I used global variables for “convenience” (and created bugs that I couldn't reproduce)

Author's): Dua Asif

Originally published in Towards Artificial Intelligence.

AI GENERATED
# config.py
DATABASE_URL = "postgresql://localhost/mydb"
API_KEY = "sk_live_abc123"
DEBUG = True
# app.py
import config
def connect_database():
return psycopg2.connect(config.DATABASE_URL)
def call_api(endpoint):
return requests.get(f"https://api.example.com/{endpoint}",
headers={'X-API-Key': config.API_KEY})

Clean. Simple. Each module can access the configuration via import config. There are no forwarding parameters anywhere. Comfortable.
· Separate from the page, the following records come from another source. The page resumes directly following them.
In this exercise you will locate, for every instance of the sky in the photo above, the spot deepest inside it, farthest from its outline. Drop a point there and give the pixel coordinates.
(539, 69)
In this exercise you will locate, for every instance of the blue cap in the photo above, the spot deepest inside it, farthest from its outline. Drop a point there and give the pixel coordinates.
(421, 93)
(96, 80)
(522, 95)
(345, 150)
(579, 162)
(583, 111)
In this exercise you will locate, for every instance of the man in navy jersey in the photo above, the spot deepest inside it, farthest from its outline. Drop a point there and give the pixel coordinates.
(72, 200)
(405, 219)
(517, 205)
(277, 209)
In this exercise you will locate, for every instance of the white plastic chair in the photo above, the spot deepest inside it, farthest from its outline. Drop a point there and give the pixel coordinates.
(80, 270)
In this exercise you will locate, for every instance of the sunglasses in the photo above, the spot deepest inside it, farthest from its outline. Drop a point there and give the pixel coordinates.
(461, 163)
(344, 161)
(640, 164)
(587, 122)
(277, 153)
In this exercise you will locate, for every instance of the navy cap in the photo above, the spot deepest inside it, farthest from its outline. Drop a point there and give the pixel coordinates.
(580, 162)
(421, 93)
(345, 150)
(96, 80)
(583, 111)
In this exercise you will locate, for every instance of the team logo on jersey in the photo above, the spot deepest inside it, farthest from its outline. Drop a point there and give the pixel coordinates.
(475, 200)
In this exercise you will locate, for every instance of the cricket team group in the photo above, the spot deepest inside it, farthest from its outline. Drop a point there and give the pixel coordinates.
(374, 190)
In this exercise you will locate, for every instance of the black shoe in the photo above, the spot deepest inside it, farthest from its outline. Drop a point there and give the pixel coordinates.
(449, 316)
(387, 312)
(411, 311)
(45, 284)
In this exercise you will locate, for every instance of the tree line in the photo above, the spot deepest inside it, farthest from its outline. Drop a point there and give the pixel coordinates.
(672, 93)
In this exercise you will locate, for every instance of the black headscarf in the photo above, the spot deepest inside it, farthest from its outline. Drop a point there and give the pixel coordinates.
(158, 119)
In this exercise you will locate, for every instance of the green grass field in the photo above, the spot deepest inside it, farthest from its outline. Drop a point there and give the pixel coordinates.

Then the bug reports started.

“The app works fine on my computer, but not in production.” “Tests pass locally but fail in CI.” “The feature works when run on its own, but stops working when run after other tests.”

I haven't been able to reproduce any of them. The code worked perfectly for me. However, users experienced random, sporadic crashes.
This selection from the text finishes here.